[Ordonnance du 2 février 1945 modifiée, article 1er]
Les mineurs auxquels est imputée une infraction (crime, délit ou contravention de 5e classe) ne sont pas déférés aux juridictions pénales de droit commun. Ils ne sont justiciables que des tribunaux pour enfants, des tribunaux correctionnels pour mineurs ou des cours d’assises des mineurs. Il s’agit d’un principe essentiel depuis 1945, qui n’a connu que peu d’aménagements jusqu’à la création du tribunal correctionnel pour mineurs.

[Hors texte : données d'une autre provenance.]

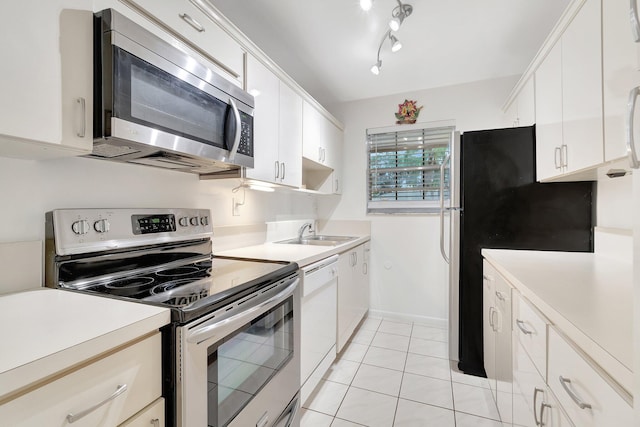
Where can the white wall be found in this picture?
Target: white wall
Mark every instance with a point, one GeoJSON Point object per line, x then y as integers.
{"type": "Point", "coordinates": [409, 276]}
{"type": "Point", "coordinates": [28, 189]}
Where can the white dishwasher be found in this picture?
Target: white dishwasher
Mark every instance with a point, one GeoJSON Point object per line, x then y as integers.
{"type": "Point", "coordinates": [318, 322]}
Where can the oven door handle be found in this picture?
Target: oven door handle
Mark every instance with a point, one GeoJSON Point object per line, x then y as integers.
{"type": "Point", "coordinates": [208, 329]}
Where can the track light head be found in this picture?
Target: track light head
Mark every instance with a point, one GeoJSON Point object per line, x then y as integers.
{"type": "Point", "coordinates": [395, 43]}
{"type": "Point", "coordinates": [366, 5]}
{"type": "Point", "coordinates": [375, 68]}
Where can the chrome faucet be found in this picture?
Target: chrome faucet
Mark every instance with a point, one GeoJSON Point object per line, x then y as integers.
{"type": "Point", "coordinates": [304, 227]}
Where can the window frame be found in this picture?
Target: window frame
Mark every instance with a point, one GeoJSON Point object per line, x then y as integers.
{"type": "Point", "coordinates": [430, 206]}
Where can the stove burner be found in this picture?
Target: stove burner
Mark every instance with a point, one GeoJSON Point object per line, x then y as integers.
{"type": "Point", "coordinates": [177, 272]}
{"type": "Point", "coordinates": [167, 286]}
{"type": "Point", "coordinates": [178, 296]}
{"type": "Point", "coordinates": [127, 287]}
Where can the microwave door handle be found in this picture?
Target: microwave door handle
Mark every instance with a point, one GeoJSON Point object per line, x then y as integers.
{"type": "Point", "coordinates": [236, 138]}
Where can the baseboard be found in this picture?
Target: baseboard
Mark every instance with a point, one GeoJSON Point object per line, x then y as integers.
{"type": "Point", "coordinates": [403, 317]}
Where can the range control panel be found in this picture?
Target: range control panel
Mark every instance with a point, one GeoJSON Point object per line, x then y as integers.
{"type": "Point", "coordinates": [88, 230]}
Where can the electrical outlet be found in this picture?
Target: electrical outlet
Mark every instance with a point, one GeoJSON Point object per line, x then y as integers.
{"type": "Point", "coordinates": [235, 207]}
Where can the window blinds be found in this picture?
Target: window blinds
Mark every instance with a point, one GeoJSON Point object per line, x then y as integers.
{"type": "Point", "coordinates": [404, 169]}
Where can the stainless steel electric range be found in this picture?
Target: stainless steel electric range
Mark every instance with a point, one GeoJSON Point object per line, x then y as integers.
{"type": "Point", "coordinates": [231, 355]}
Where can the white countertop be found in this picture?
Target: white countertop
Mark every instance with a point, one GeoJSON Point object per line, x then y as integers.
{"type": "Point", "coordinates": [45, 331]}
{"type": "Point", "coordinates": [588, 297]}
{"type": "Point", "coordinates": [301, 254]}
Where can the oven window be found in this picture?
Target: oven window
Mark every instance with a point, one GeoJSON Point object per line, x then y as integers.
{"type": "Point", "coordinates": [241, 365]}
{"type": "Point", "coordinates": [149, 96]}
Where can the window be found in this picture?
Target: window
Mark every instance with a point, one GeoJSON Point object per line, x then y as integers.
{"type": "Point", "coordinates": [404, 169]}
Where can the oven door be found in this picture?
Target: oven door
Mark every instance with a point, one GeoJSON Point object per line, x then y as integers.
{"type": "Point", "coordinates": [241, 366]}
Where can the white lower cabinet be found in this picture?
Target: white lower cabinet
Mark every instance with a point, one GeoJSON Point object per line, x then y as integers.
{"type": "Point", "coordinates": [318, 323]}
{"type": "Point", "coordinates": [553, 382]}
{"type": "Point", "coordinates": [533, 403]}
{"type": "Point", "coordinates": [588, 398]}
{"type": "Point", "coordinates": [353, 291]}
{"type": "Point", "coordinates": [497, 339]}
{"type": "Point", "coordinates": [104, 393]}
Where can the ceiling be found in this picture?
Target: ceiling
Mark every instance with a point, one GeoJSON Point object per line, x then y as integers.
{"type": "Point", "coordinates": [329, 46]}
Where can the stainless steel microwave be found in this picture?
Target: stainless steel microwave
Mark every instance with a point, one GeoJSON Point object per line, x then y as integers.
{"type": "Point", "coordinates": [156, 104]}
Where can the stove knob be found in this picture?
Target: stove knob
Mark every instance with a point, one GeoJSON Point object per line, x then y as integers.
{"type": "Point", "coordinates": [80, 227]}
{"type": "Point", "coordinates": [101, 226]}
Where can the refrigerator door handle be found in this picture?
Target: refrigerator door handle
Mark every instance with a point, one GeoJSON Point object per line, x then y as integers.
{"type": "Point", "coordinates": [631, 148]}
{"type": "Point", "coordinates": [442, 249]}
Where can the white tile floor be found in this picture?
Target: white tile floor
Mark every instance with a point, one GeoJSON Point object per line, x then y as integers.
{"type": "Point", "coordinates": [398, 374]}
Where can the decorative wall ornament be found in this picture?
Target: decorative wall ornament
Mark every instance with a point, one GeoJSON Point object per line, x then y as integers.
{"type": "Point", "coordinates": [408, 112]}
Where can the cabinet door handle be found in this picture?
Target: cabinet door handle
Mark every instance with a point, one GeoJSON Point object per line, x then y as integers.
{"type": "Point", "coordinates": [83, 120]}
{"type": "Point", "coordinates": [189, 20]}
{"type": "Point", "coordinates": [572, 394]}
{"type": "Point", "coordinates": [524, 330]}
{"type": "Point", "coordinates": [631, 109]}
{"type": "Point", "coordinates": [635, 24]}
{"type": "Point", "coordinates": [537, 390]}
{"type": "Point", "coordinates": [557, 155]}
{"type": "Point", "coordinates": [492, 322]}
{"type": "Point", "coordinates": [73, 417]}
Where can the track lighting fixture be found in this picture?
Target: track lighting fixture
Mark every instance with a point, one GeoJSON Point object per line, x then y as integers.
{"type": "Point", "coordinates": [398, 14]}
{"type": "Point", "coordinates": [366, 5]}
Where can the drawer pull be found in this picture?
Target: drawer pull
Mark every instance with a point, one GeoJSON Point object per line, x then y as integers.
{"type": "Point", "coordinates": [535, 404]}
{"type": "Point", "coordinates": [542, 408]}
{"type": "Point", "coordinates": [524, 330]}
{"type": "Point", "coordinates": [72, 418]}
{"type": "Point", "coordinates": [572, 394]}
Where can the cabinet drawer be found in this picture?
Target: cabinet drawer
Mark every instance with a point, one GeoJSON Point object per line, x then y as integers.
{"type": "Point", "coordinates": [151, 416]}
{"type": "Point", "coordinates": [531, 330]}
{"type": "Point", "coordinates": [137, 366]}
{"type": "Point", "coordinates": [571, 374]}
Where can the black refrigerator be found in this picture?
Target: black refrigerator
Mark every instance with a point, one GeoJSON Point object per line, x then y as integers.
{"type": "Point", "coordinates": [503, 207]}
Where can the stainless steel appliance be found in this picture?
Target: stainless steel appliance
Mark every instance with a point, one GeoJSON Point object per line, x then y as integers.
{"type": "Point", "coordinates": [157, 105]}
{"type": "Point", "coordinates": [232, 352]}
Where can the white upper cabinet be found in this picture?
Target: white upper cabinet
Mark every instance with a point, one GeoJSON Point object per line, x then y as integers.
{"type": "Point", "coordinates": [582, 89]}
{"type": "Point", "coordinates": [568, 99]}
{"type": "Point", "coordinates": [322, 140]}
{"type": "Point", "coordinates": [277, 127]}
{"type": "Point", "coordinates": [266, 89]}
{"type": "Point", "coordinates": [548, 101]}
{"type": "Point", "coordinates": [527, 104]}
{"type": "Point", "coordinates": [290, 147]}
{"type": "Point", "coordinates": [620, 74]}
{"type": "Point", "coordinates": [192, 21]}
{"type": "Point", "coordinates": [47, 79]}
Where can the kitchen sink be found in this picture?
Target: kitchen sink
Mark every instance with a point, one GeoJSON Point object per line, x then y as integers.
{"type": "Point", "coordinates": [318, 240]}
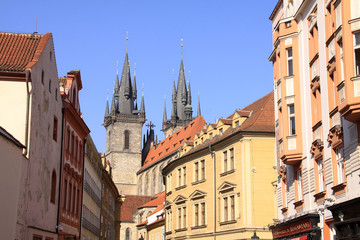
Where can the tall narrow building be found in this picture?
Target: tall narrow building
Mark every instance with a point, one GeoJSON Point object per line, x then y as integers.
{"type": "Point", "coordinates": [123, 123]}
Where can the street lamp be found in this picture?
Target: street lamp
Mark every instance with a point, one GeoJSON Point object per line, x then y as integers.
{"type": "Point", "coordinates": [255, 236]}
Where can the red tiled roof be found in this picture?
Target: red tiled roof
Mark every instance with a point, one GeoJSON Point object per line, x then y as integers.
{"type": "Point", "coordinates": [21, 51]}
{"type": "Point", "coordinates": [159, 199]}
{"type": "Point", "coordinates": [173, 142]}
{"type": "Point", "coordinates": [261, 118]}
{"type": "Point", "coordinates": [130, 206]}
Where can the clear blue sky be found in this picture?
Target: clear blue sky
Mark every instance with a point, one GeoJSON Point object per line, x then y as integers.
{"type": "Point", "coordinates": [226, 48]}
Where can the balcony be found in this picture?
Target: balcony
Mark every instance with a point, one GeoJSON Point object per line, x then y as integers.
{"type": "Point", "coordinates": [350, 106]}
{"type": "Point", "coordinates": [335, 137]}
{"type": "Point", "coordinates": [317, 147]}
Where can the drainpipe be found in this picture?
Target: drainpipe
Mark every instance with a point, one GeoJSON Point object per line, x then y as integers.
{"type": "Point", "coordinates": [214, 190]}
{"type": "Point", "coordinates": [27, 77]}
{"type": "Point", "coordinates": [60, 171]}
{"type": "Point", "coordinates": [82, 187]}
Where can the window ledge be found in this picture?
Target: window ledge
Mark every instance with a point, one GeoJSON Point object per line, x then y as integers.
{"type": "Point", "coordinates": [284, 210]}
{"type": "Point", "coordinates": [198, 227]}
{"type": "Point", "coordinates": [198, 182]}
{"type": "Point", "coordinates": [180, 187]}
{"type": "Point", "coordinates": [227, 222]}
{"type": "Point", "coordinates": [180, 229]}
{"type": "Point", "coordinates": [320, 196]}
{"type": "Point", "coordinates": [227, 172]}
{"type": "Point", "coordinates": [299, 204]}
{"type": "Point", "coordinates": [340, 188]}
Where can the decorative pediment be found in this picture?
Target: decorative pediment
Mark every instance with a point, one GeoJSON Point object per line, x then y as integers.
{"type": "Point", "coordinates": [335, 137]}
{"type": "Point", "coordinates": [197, 194]}
{"type": "Point", "coordinates": [226, 186]}
{"type": "Point", "coordinates": [180, 199]}
{"type": "Point", "coordinates": [167, 204]}
{"type": "Point", "coordinates": [316, 148]}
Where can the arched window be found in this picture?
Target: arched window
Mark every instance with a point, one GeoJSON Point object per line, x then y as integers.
{"type": "Point", "coordinates": [146, 189]}
{"type": "Point", "coordinates": [127, 139]}
{"type": "Point", "coordinates": [53, 187]}
{"type": "Point", "coordinates": [127, 234]}
{"type": "Point", "coordinates": [153, 187]}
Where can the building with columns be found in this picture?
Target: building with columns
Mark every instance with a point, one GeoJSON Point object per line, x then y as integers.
{"type": "Point", "coordinates": [316, 62]}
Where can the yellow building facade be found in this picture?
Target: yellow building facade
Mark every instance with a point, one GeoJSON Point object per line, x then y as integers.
{"type": "Point", "coordinates": [221, 186]}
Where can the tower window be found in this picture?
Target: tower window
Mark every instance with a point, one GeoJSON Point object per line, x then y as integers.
{"type": "Point", "coordinates": [127, 139]}
{"type": "Point", "coordinates": [53, 187]}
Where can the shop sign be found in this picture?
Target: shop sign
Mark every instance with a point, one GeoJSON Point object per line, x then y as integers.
{"type": "Point", "coordinates": [292, 229]}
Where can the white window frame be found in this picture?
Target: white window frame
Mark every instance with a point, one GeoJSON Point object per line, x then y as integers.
{"type": "Point", "coordinates": [339, 152]}
{"type": "Point", "coordinates": [356, 48]}
{"type": "Point", "coordinates": [299, 184]}
{"type": "Point", "coordinates": [290, 116]}
{"type": "Point", "coordinates": [320, 167]}
{"type": "Point", "coordinates": [289, 59]}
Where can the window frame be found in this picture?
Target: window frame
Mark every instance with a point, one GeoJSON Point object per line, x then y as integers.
{"type": "Point", "coordinates": [289, 60]}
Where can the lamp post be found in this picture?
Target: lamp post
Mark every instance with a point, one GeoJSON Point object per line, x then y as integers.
{"type": "Point", "coordinates": [255, 236]}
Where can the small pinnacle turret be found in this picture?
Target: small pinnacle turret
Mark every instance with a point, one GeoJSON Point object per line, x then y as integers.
{"type": "Point", "coordinates": [199, 110]}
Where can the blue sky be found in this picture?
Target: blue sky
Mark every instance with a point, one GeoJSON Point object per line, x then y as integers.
{"type": "Point", "coordinates": [226, 47]}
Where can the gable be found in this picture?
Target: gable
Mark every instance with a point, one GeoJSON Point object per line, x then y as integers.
{"type": "Point", "coordinates": [180, 199]}
{"type": "Point", "coordinates": [226, 186]}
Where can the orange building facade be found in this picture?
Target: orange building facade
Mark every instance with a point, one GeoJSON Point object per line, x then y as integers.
{"type": "Point", "coordinates": [316, 76]}
{"type": "Point", "coordinates": [73, 139]}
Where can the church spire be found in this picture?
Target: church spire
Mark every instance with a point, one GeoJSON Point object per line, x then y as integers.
{"type": "Point", "coordinates": [113, 107]}
{"type": "Point", "coordinates": [107, 105]}
{"type": "Point", "coordinates": [165, 115]}
{"type": "Point", "coordinates": [125, 94]}
{"type": "Point", "coordinates": [173, 110]}
{"type": "Point", "coordinates": [134, 84]}
{"type": "Point", "coordinates": [142, 107]}
{"type": "Point", "coordinates": [181, 89]}
{"type": "Point", "coordinates": [189, 91]}
{"type": "Point", "coordinates": [199, 109]}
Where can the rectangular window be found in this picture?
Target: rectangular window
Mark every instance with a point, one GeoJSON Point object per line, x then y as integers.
{"type": "Point", "coordinates": [69, 199]}
{"type": "Point", "coordinates": [184, 217]}
{"type": "Point", "coordinates": [226, 209]}
{"type": "Point", "coordinates": [179, 218]}
{"type": "Point", "coordinates": [357, 53]}
{"type": "Point", "coordinates": [289, 62]}
{"type": "Point", "coordinates": [232, 207]}
{"type": "Point", "coordinates": [202, 213]}
{"type": "Point", "coordinates": [55, 129]}
{"type": "Point", "coordinates": [74, 198]}
{"type": "Point", "coordinates": [179, 177]}
{"type": "Point", "coordinates": [65, 194]}
{"type": "Point", "coordinates": [196, 171]}
{"type": "Point", "coordinates": [184, 175]}
{"type": "Point", "coordinates": [196, 214]}
{"type": "Point", "coordinates": [202, 162]}
{"type": "Point", "coordinates": [291, 110]}
{"type": "Point", "coordinates": [232, 164]}
{"type": "Point", "coordinates": [321, 175]}
{"type": "Point", "coordinates": [67, 140]}
{"type": "Point", "coordinates": [225, 161]}
{"type": "Point", "coordinates": [340, 165]}
{"type": "Point", "coordinates": [299, 184]}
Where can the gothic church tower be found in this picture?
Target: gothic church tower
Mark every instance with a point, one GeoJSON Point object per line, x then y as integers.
{"type": "Point", "coordinates": [181, 110]}
{"type": "Point", "coordinates": [123, 123]}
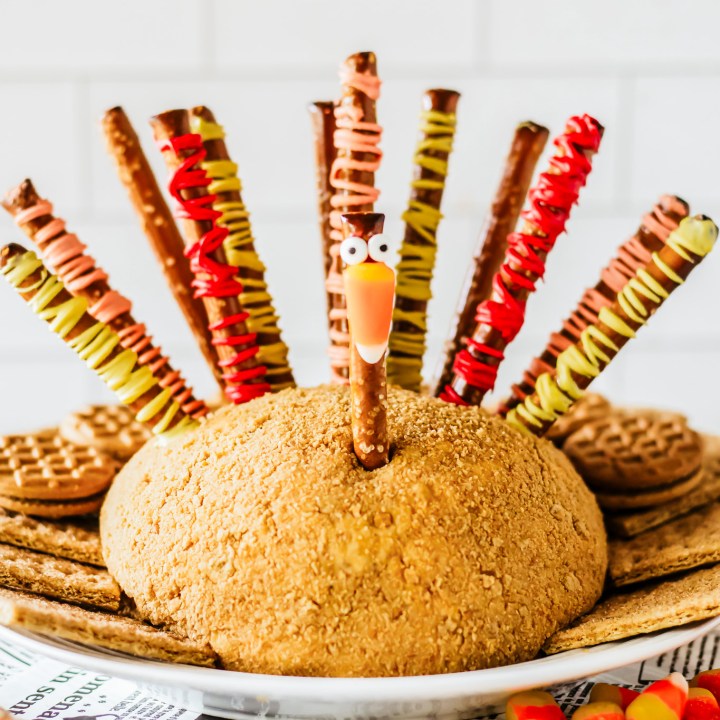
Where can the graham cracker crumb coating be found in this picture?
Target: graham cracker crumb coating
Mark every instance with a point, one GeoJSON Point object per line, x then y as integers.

Depuis que le juge des enfants et le tribunal pour enfants se sont vu confier les attributions de juge de l’application des peines à l’égard des mineurs (1), le principe de spécialisation s’applique d’un bout à l’autre de la chaîne pénale, à quelques exceptions et nuances près. D’une façon plus générale, et apparemment paradoxale, il peut en effet être observé que la spécialisation des magistrats s’atténue lorsque le mineur a commis les actes les plus graves : il en est ainsi des décisions prises en matière de détention provisoire (juge des libertés et de la détention) ou du jugement des affaires criminelles (présence minoritaire des juges des enfants au sein de la cour d’assises des mineurs). En créant pour les jeunes récidivistes de plus de 16 ans les tribunaux correctionnels pour mineurs, au sein desquels les assesseurs des tribunaux pour enfants sont remplacés depuis le 1er janvier 2012 par des magistrats professionnels, la loi du 10 août 2011 a incontestablement accéléré ce processus de déspécialisation. Dans sa décision du 4 août 2011 (2), le Conseil constitutionnel a d’ailleurs reconnu que le magistrat spécialisé étant minoritaire par rapport à ses deux collègues non spécialisés et aux trois futurs citoyens-jurés destinés à compléter cette juridiction, le tribunal correctionnel pour mineurs ne pouvait pas être considéré comme une juridiction spécialisée pour mineurs. Il faut certainement voir dans ces aménagements le souci du législateur de ne pas négliger l’acte commis et le trouble à l’ordre public, en balance avec la prise en compte du principe de minorité. A l’opposé, les infractions mineures (contraventions des quatre premières classes) échappent depuis toujours au principe de spécialisation de juridiction, au profit du tribunal de police et du juge de proximité, dans la mesure où ces actes ne sont pas nécessairement révélateurs de dysfonctionnements pouvant justifier une approche judiciaire et éducative spécialisée. La spécialisation des juridictions pour mineurs, expressément prévue par l’ordonnance de 1945, n’a cependant de sens que dans la mesure où les magistrats composant ces juridictions - pour l’essentiel les juges des enfants - bénéficient d’une formation spécialisée, et dans la mesure où ils s’inscrivent dans une sectorisation géographique (cf. infra, chapitre II, section 1, § 1, A).
Outre le juge des enfants et le parquet, ce même principe de spécialisation s’applique à d’autres acteurs, tels les assesseurs, les juges d’instruction ou encore la cour d’appel (cf. infra, chapitre II, section 1, § 1, C).
(1)
Loi n° 2004-204 du 9 mars 2004, art. 165, JO du 10-03-04.
(2)
Conseil constitutionnel, décision n° 2011-635 du 4 août 2011, préc.